Educating Rita (1983)
This is basically Pygmalion. Except with Michael Caine and Julie Walters. He’s an alcoholic lit professor who agrees to help a housewife finish her education. Great performances, and the story is familiar enough that you can enjoy the experience. Highly recommended. Walters and Caine are terrific here.
Need I say more?
Local Hero (1983)
One of the well-known hidden gems. Stars Peter Reigert and Burt Lancaster. Lancaster owns an oil company and sends Reigert to a small town in Scotland in order to convince everyone there to sell their land so they can build a refinery there. It’s about him learning the ways of everyone there and falling in love with the way of life, despite being there to take the land away from them. Great film.
Risky Business (1983)
Culturally iconic movie. It’s almost a cop out to only watch the one scene and skip the rest. But do as you wish.
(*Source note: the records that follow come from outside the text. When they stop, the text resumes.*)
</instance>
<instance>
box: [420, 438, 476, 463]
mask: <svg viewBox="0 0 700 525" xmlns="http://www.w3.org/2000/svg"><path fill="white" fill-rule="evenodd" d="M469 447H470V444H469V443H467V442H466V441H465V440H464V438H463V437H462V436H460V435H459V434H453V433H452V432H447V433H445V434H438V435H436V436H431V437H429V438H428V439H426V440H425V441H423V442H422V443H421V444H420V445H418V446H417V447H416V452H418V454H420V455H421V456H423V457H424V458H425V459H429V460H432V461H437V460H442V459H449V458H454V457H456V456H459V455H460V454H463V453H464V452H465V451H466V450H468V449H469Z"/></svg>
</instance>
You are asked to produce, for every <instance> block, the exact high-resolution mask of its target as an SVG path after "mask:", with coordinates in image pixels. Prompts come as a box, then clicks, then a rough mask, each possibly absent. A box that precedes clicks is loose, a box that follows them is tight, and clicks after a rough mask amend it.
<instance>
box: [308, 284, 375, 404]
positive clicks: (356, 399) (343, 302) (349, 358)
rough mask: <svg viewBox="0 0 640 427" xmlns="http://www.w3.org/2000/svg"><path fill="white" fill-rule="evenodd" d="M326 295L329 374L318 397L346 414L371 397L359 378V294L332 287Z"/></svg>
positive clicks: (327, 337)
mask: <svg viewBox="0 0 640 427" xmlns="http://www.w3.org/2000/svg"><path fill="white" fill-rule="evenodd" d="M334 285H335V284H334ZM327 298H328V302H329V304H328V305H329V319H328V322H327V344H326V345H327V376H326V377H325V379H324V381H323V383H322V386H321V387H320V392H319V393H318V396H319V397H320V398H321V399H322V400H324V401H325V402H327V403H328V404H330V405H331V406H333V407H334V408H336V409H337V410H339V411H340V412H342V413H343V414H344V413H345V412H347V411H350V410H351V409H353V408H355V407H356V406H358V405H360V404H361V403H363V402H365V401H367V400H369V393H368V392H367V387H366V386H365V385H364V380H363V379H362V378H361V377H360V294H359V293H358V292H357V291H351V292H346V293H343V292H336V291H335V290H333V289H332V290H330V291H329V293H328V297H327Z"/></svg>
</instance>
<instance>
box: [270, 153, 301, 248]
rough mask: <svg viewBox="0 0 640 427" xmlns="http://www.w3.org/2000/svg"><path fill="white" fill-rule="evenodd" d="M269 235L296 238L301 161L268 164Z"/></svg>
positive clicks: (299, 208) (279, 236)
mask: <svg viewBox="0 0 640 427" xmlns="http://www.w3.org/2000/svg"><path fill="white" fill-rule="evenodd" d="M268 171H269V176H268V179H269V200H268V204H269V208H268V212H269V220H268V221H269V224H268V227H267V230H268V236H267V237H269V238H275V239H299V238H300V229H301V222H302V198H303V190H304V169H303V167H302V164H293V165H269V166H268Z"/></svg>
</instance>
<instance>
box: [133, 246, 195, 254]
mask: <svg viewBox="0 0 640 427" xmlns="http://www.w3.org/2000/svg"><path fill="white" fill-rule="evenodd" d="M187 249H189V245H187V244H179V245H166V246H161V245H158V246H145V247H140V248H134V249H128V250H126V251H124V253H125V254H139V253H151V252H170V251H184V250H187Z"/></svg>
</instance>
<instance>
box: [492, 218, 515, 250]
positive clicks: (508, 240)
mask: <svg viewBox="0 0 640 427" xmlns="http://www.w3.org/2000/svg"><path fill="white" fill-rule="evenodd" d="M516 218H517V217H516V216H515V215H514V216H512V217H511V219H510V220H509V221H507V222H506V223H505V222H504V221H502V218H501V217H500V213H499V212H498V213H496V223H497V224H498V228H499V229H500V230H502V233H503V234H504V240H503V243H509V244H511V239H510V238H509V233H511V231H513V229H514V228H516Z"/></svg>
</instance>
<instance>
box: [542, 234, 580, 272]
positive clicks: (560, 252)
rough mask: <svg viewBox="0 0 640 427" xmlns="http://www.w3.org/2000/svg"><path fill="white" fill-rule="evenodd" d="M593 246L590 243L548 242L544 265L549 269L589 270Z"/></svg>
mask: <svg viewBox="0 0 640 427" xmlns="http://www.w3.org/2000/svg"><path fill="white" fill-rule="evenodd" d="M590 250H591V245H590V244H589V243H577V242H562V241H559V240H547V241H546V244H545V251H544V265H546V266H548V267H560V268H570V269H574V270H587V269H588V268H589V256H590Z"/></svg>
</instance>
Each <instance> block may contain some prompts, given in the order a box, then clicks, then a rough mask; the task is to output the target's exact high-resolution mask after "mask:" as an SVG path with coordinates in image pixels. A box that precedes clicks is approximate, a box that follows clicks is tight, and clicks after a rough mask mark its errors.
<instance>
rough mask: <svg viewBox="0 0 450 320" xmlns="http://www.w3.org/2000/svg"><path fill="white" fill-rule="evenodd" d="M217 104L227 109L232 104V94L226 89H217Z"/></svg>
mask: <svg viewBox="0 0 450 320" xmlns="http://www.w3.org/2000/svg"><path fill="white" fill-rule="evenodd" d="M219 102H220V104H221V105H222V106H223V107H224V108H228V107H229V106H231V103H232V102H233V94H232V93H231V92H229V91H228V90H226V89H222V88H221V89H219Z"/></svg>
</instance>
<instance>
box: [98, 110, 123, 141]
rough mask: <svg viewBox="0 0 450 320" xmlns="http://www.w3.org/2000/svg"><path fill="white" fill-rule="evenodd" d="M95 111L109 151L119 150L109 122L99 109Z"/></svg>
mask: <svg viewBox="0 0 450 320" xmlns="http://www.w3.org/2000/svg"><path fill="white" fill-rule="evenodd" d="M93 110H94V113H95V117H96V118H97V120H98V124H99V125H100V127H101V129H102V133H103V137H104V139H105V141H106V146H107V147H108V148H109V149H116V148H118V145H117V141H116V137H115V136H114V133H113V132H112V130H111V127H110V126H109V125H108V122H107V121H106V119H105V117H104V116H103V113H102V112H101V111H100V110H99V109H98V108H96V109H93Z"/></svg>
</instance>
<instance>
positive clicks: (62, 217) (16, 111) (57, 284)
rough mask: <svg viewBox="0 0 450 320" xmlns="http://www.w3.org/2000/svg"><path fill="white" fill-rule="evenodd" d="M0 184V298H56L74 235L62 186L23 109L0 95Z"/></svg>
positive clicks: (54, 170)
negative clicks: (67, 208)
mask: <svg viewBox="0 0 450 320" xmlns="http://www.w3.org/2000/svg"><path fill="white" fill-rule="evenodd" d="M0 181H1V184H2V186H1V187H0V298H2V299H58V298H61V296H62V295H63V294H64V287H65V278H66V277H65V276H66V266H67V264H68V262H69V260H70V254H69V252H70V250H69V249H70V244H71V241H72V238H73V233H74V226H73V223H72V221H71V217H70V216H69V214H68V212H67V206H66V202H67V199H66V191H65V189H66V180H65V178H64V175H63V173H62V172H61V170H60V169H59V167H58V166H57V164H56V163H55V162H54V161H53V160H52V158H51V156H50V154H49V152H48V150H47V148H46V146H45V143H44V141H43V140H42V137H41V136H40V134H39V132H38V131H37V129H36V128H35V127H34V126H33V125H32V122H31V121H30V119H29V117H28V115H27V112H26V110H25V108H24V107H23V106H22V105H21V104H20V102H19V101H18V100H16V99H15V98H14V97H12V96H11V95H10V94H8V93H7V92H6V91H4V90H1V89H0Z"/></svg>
Meryl Streep killing it, as usual. Mike Nichols directs. Also stars Kurt Russell and Cher. They all work at a nuclear plant. She’s a union member and is worried about the radiation threat to the workers. And because of this, the plant starts secretly retaliating against her, deliberately exposing her to radiation and blaming her for it — crazy stuff like that. It’s a great movie. Kind of like Norma Rae meets The China Syndrome. Should be seen. Important film.
Star 80 (1983)
Bob Fosse’s last film. About the life of Dorothy Stratten. Stars Eric Roberts as Paul Snider. He’s terrific here. I’d say this is the weakest of Fosse’s five films, but when the five films are this, Sweet Charity, Cabaret, Lenny and All That Jazz, what are we really saying? Trust in Fosse. The man is one of the great directors of all time.